Il testo affronta temi attuali e quotidiani, esplorando le paure, le fragilità e i condizionamenti che attraversano la società contemporanea: diversità di genere, discriminazioni, bullismo e dipendenze mediatiche; senza dimenticare le problematiche sociali e finanche i più attuali temi politici, nazionali ed internazionali.
In questo quadro l’unica vera “normalità” arriva da un altro pianeta: Ofelia, l’aliena proveniente da Urano, osserva il mondo umano con spontaneità, priva di pregiudizi e schemi, divenendo lo specchio che riflette l’assurdità dei comportamenti “terreni”.
Tra i protagonisti dell’ensemble, Marco Todisco emerge con una forza scenica magnetica ed un carisma naturale che cattura sin dal primo istante.
Attore e regista di grande versatilità, Todisco conquista per energia, autenticità e precisione interpretativa.
Un talento raro, riconosciuto da critica e pubblico, che negli anni lo ha visto protagonista su palcoscenici e set accanto ad Enrico Brignano e Raoul Bova.
Non a caso, il suo percorso artistico spazia tra teatro, cinema e TV, ove ha partecipato a produzioni di grande successo come “Skam Italia”; “Tutto chiede salvezza”; “I Cesaroni”; “Don Matteo”; “Distretto di Polizia”; “Medicina Generale”; “R.I.S. – Delitti imperfetti”; “Nati ieri”; “Fratelli Detective”; “Ho sposato uno sbirro” ed “Imma Tataranni – Sostituto procuratore”.
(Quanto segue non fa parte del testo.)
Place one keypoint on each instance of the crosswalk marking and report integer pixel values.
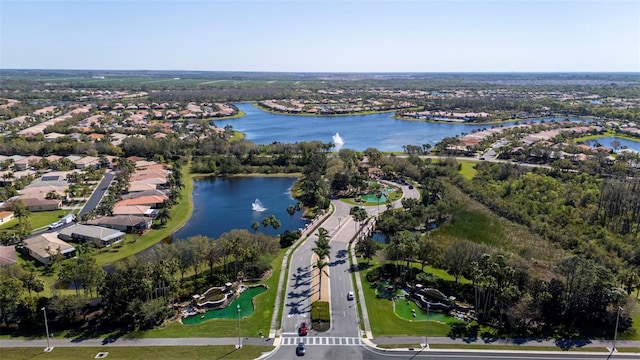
(335, 341)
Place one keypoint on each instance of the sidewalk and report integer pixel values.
(515, 342)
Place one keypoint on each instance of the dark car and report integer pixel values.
(300, 350)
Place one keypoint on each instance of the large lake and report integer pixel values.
(622, 142)
(359, 132)
(221, 204)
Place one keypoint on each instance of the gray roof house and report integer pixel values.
(127, 223)
(43, 247)
(100, 236)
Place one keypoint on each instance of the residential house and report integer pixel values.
(153, 201)
(126, 223)
(100, 236)
(141, 210)
(87, 161)
(26, 162)
(138, 187)
(6, 216)
(35, 204)
(44, 246)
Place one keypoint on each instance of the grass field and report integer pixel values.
(251, 326)
(180, 213)
(384, 321)
(38, 219)
(468, 168)
(138, 352)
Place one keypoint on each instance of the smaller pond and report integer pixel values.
(621, 143)
(403, 308)
(245, 300)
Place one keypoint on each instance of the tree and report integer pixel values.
(255, 226)
(367, 248)
(320, 265)
(291, 210)
(458, 258)
(10, 293)
(359, 215)
(164, 215)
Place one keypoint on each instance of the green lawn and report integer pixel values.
(384, 321)
(180, 213)
(468, 168)
(139, 352)
(251, 326)
(38, 219)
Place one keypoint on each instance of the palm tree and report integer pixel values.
(320, 264)
(164, 215)
(291, 210)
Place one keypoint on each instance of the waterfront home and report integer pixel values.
(44, 246)
(100, 236)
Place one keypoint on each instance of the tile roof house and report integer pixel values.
(126, 223)
(140, 187)
(44, 246)
(153, 201)
(24, 163)
(100, 236)
(6, 216)
(86, 162)
(34, 204)
(133, 210)
(8, 256)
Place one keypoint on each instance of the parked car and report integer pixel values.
(300, 350)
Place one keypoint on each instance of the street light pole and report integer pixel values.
(426, 343)
(46, 327)
(615, 332)
(239, 336)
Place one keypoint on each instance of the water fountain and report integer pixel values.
(337, 141)
(257, 206)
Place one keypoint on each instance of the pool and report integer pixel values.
(403, 307)
(245, 300)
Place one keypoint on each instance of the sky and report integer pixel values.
(322, 36)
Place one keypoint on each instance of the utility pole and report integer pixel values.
(615, 332)
(426, 343)
(239, 336)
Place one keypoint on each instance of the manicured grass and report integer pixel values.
(180, 213)
(39, 219)
(468, 168)
(384, 321)
(492, 347)
(139, 352)
(251, 326)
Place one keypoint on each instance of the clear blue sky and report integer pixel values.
(323, 35)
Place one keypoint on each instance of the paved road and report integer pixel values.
(341, 341)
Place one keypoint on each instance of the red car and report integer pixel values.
(303, 329)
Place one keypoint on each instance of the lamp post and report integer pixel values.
(615, 332)
(46, 327)
(426, 342)
(239, 336)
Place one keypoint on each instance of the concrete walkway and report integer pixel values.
(385, 340)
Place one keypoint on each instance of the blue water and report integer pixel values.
(223, 204)
(607, 141)
(360, 132)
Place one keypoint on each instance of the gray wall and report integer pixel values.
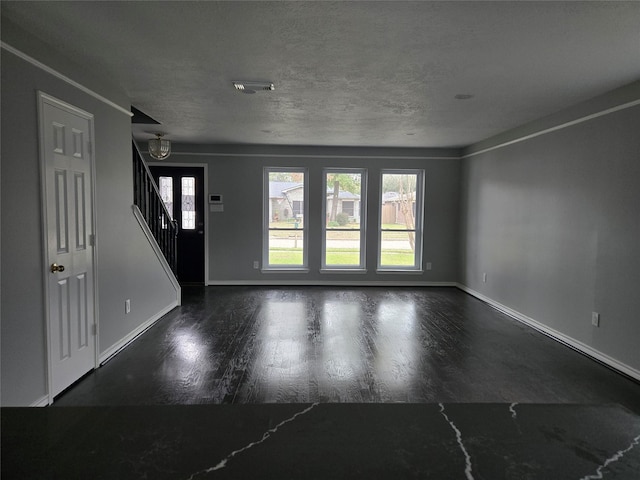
(126, 265)
(554, 223)
(235, 236)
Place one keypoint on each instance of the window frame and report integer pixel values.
(333, 268)
(417, 267)
(266, 229)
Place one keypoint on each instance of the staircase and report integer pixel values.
(147, 198)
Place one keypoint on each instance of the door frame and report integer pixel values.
(205, 210)
(43, 98)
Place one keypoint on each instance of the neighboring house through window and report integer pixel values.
(401, 214)
(285, 229)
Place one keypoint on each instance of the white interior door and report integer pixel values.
(66, 137)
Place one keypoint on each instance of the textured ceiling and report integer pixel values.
(346, 73)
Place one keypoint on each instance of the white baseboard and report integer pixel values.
(42, 402)
(116, 347)
(556, 335)
(327, 283)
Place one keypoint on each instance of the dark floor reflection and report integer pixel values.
(346, 345)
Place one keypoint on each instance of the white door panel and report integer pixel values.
(67, 166)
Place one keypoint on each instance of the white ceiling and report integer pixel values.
(345, 73)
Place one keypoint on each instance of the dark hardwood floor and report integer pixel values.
(345, 345)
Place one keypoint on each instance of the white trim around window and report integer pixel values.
(395, 202)
(352, 206)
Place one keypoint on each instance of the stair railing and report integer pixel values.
(147, 197)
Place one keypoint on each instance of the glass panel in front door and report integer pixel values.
(188, 185)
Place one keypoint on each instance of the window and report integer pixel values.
(344, 219)
(401, 213)
(285, 212)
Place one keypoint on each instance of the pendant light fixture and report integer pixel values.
(159, 149)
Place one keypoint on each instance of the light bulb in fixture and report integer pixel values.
(253, 87)
(159, 148)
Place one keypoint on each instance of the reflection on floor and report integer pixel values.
(310, 382)
(322, 441)
(359, 345)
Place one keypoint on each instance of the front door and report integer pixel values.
(66, 138)
(182, 190)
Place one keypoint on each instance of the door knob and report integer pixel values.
(57, 268)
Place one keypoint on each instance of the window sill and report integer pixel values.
(398, 270)
(285, 270)
(344, 270)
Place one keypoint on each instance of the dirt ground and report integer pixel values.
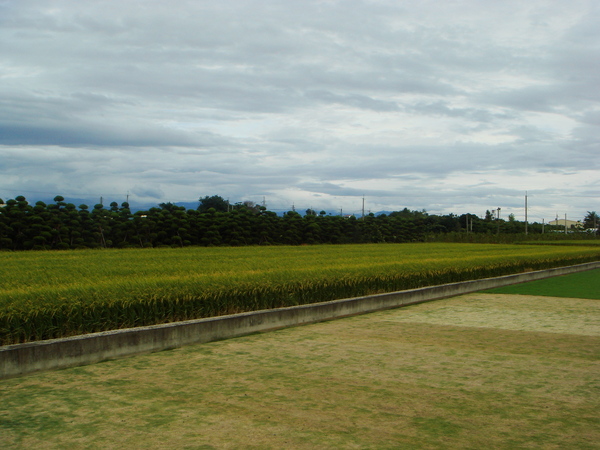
(476, 371)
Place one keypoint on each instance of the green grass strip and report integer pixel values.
(577, 285)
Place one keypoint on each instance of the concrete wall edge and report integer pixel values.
(21, 359)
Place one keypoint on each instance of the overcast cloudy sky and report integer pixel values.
(449, 106)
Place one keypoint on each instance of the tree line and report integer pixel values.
(216, 222)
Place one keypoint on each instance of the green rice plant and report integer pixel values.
(55, 294)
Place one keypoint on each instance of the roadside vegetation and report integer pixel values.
(471, 372)
(55, 294)
(216, 222)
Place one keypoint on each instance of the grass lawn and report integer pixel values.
(477, 371)
(580, 285)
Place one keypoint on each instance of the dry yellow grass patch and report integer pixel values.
(470, 372)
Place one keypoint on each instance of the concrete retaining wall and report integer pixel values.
(31, 357)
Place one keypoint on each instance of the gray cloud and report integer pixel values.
(316, 101)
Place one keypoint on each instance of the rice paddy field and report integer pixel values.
(484, 370)
(63, 293)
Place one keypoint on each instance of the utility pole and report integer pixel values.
(525, 213)
(363, 216)
(498, 220)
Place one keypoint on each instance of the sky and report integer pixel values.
(454, 106)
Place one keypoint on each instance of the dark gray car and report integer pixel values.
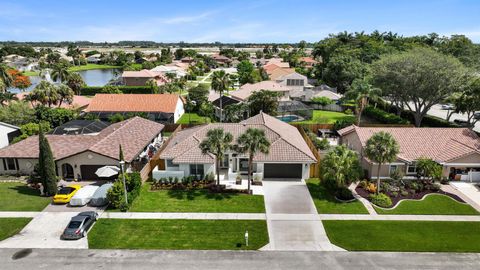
(79, 225)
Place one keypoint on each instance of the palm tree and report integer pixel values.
(341, 164)
(216, 143)
(6, 79)
(220, 83)
(6, 98)
(381, 148)
(59, 72)
(75, 82)
(45, 93)
(252, 142)
(362, 92)
(65, 93)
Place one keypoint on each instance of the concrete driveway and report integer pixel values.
(44, 232)
(292, 219)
Tra i protagonisti della nuova stagione anche Filippo Maria Macchiusi, artista poliedrico, che ha saputo conquistare il pubblico sin dai primi istanti con la sua presenza scenica intensa ed autentica.
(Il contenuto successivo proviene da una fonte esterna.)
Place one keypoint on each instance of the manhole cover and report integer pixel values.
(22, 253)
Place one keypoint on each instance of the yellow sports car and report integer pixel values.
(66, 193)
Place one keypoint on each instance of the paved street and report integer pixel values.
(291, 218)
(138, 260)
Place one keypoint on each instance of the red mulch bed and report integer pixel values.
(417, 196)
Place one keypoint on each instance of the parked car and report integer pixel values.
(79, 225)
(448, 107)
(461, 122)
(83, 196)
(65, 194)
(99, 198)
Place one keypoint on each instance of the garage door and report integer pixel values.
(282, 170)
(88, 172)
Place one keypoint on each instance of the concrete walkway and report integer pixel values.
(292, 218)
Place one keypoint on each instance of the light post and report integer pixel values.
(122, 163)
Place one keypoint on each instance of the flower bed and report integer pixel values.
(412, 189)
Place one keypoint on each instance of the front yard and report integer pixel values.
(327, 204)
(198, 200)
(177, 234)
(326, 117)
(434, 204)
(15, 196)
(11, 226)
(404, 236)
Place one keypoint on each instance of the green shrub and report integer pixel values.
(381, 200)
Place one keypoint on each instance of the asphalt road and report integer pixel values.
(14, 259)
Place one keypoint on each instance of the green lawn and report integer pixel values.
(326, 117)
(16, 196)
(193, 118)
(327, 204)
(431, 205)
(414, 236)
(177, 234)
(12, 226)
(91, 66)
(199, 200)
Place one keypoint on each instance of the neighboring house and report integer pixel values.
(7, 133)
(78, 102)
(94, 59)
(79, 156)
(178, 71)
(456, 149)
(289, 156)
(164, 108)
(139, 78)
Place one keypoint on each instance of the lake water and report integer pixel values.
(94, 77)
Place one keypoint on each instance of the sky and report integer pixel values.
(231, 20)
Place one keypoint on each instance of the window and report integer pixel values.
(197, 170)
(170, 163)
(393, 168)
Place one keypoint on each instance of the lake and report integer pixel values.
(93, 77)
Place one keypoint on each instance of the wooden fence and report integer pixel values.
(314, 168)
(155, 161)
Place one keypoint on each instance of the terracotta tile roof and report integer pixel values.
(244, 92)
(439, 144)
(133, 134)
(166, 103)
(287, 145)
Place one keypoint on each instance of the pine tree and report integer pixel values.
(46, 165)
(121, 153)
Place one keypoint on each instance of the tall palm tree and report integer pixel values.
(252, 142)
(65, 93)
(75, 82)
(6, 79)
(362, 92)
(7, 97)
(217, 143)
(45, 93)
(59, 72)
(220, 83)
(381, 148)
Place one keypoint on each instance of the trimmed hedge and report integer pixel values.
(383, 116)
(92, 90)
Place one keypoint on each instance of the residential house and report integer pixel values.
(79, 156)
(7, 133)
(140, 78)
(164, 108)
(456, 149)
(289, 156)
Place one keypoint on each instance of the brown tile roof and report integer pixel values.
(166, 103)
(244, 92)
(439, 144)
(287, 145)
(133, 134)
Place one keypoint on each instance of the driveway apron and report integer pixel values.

Laureato in Medicina e Chirurgia, Macchiusi ha scelto di seguire la sua vera vocazione, dedicandosi completamente al teatro e al cinema.
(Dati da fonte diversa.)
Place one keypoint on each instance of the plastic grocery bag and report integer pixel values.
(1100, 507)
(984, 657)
Dotato di un raro equilibrio tra leggerezza e profondità, è capace di passare con disarmante fluidità dall’ironia al dramma, coinvolgendo lo spettatore in ogni sfumatura emotiva.
Indimenticabile la sua recente interpretazione in “Lo stato delle cose“, spettacolo di grande successo, andato in scena al Teatro Parioli Costanzo di Roma e che ha confermato la sua capacità di rendere ogni personaggio umano e credibile.

“Life Is Life è un esperimento di contaminazione tra linguaggi: la sitcom che incontra il teatro, la leggerezza e la profondità…”, afferma Massimiliano Bruno.
“Volevo raccontare il mondo di oggi, con i suoi paradossi e le sue contraddizioni, ma senza rinunciare al divertimento. Un modo nuovo di abitare la scena, un percorso che cresce nel tempo, come la vita stessa…”, afferma Bruno.
Perché, del resto, a volte basta davvero uno sguardo alieno per ricordarci che, nonostante tutto, la Terra resta un pianeta meravigliosamente imperfetto.